Die Olympischen Spiele von Tokio rücken immer näher. Vor einem Jahr hat Dimitri Vogt zur allgemeinen Überraschung beschlossen, sich aus ökologischen Gründen aus dem Olympia Kletterpool zurückzuziehen. Der 22-jährige Berner hat uns bei sich in Worben (BE) empfangen, um uns seine Entscheidung zu erklären und mit uns über den Klettersport zu sprechen.
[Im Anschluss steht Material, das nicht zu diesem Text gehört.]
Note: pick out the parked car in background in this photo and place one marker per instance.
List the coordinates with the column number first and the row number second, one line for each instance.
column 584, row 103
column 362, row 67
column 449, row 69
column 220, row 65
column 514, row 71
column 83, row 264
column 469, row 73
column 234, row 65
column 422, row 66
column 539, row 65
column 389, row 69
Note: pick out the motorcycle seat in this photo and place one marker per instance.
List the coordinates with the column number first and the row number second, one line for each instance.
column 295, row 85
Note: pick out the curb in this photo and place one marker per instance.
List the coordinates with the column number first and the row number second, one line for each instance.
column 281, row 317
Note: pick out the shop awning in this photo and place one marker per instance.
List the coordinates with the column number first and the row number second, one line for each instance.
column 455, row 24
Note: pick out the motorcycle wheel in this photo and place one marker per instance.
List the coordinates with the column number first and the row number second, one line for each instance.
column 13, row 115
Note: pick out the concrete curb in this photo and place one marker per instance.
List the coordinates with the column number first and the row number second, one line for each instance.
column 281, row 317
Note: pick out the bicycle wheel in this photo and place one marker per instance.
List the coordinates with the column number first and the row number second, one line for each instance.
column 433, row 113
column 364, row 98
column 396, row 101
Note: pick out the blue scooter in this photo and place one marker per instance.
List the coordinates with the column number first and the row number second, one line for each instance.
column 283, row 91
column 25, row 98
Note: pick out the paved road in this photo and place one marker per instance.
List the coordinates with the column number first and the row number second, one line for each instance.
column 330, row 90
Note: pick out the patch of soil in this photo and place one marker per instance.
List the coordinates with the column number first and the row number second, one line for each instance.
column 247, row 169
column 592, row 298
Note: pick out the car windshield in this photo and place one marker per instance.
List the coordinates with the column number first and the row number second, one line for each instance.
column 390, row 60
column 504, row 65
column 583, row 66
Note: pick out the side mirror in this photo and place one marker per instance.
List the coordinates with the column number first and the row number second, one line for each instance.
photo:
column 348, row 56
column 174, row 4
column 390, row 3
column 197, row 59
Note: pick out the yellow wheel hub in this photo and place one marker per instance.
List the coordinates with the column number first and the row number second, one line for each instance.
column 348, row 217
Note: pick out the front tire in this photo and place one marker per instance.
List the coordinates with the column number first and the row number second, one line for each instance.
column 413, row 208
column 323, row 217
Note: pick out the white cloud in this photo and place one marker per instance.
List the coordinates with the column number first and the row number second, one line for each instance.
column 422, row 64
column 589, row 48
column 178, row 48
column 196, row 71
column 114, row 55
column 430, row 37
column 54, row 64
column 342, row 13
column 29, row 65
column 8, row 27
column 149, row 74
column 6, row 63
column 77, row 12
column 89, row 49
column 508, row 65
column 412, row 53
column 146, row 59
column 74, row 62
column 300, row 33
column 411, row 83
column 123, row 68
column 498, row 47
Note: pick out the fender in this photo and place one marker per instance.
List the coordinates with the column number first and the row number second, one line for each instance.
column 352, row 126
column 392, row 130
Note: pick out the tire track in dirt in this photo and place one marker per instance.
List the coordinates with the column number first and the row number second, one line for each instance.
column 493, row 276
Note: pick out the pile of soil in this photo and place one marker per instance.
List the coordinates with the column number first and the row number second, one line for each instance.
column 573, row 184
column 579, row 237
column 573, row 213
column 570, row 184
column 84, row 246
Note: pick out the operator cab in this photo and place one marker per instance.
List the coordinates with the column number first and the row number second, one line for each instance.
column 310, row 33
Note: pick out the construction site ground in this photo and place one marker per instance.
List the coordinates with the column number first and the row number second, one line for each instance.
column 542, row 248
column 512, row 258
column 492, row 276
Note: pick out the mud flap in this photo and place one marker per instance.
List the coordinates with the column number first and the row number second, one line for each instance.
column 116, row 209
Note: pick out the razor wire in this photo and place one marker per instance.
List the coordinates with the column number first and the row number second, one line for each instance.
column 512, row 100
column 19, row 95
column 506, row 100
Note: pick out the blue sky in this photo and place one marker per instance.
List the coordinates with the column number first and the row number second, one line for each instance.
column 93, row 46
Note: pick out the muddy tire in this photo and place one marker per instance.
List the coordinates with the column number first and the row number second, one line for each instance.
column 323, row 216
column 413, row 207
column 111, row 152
Das grosse Teenager-Zimmer, in dem Dimitri Vogt an seiner Technik feilt und seine Muskeln stählt, sieht aus wie eine Kletterhalle. Rund 600 Griffe hat er im Lauf der Jahre und der Einnahmen an den fünf Meter hohen Wänden seiner 30-Quadratmeter-Bude angebracht. In einer Ecke, zwischen einem Haufen ausgelatschter Kletterschuhe und einem anderen mit Klettergurten, Hanteln und Expresssets, scheint sich ein Bücherregal verirrt zu haben. Darauf stehen fast nur Kletterführer sowie ein paar Bücher zu Geologie und Umweltschutz.
Dimitri Vogt ist Mitglied der Elite-Nationalmannschaft von Swiss Climbing und Speed-Schweizermeister 2018. Er isst, schläft, träumt und atmet fürs Klettern. 20 bis 25 Stunden trainiert er pro Woche, an sechs von sieben Tagen – ganz freiwillig, denn er liebt, was er tut. Umso mehr überraschte sein Entschluss, auf die Olympischen Spiele in Tokio zu verzichten. Erstens ist dort seine Lieblingsdisziplin erstmals vertreten, zweitens war er Mitglied des exklusiven Olympia-Pools, dem nur fünf Schweizer Hoffnungsträger angehören. «Ich stehe voll und ganz hinter der Entscheidung», beteuert Dimitri. Während er im Schneidersitz auf einem seiner vielen Crashpads sitzt und uns seine Beweggründe erläutert, bestreiten seine Teamkameraden von Swiss Climbing Wettkämpfe auf der ganzen Welt.
Seine Wahl verschliesst ihm Türen und öffnet ihm neue
Sein Talent, seine Leidenschaft und seine Arbeit hatten ihn bis nach Neukaledonien, China und in die USA gebracht. Dieses internationale Kapitel ist jetzt weitgehend geschlossen. Der junge Bieler fährt nur noch an Wettkämpfe, die mit dem Auto oder den öffentlichen Verkehrsmitteln erreichbar sind. Er hat sich die schwierige Entscheidung reiflich überlegt: «Letztes Jahr habe ich begonnen, mich mit Umweltschutz und Klimawandel zu befassen. Ich habe viel darüber gelesen und an der Universität Bern, wo ich Geologie studiere, einen Kurs zur nachhaltigen Entwicklung besucht. Das hat mir die Augen geöffnet. Mir wurde klar, dass unsere westliche Lebensweise viel mit dem Klimawandel zu tun hat. Dass es uns materiell so gut geht, geschieht teilweise auf Kosten anderer Menschen. Wenn ich mit mir selbst ehrlich sein wollte, musste ich an meinem Leben etwas ändern.»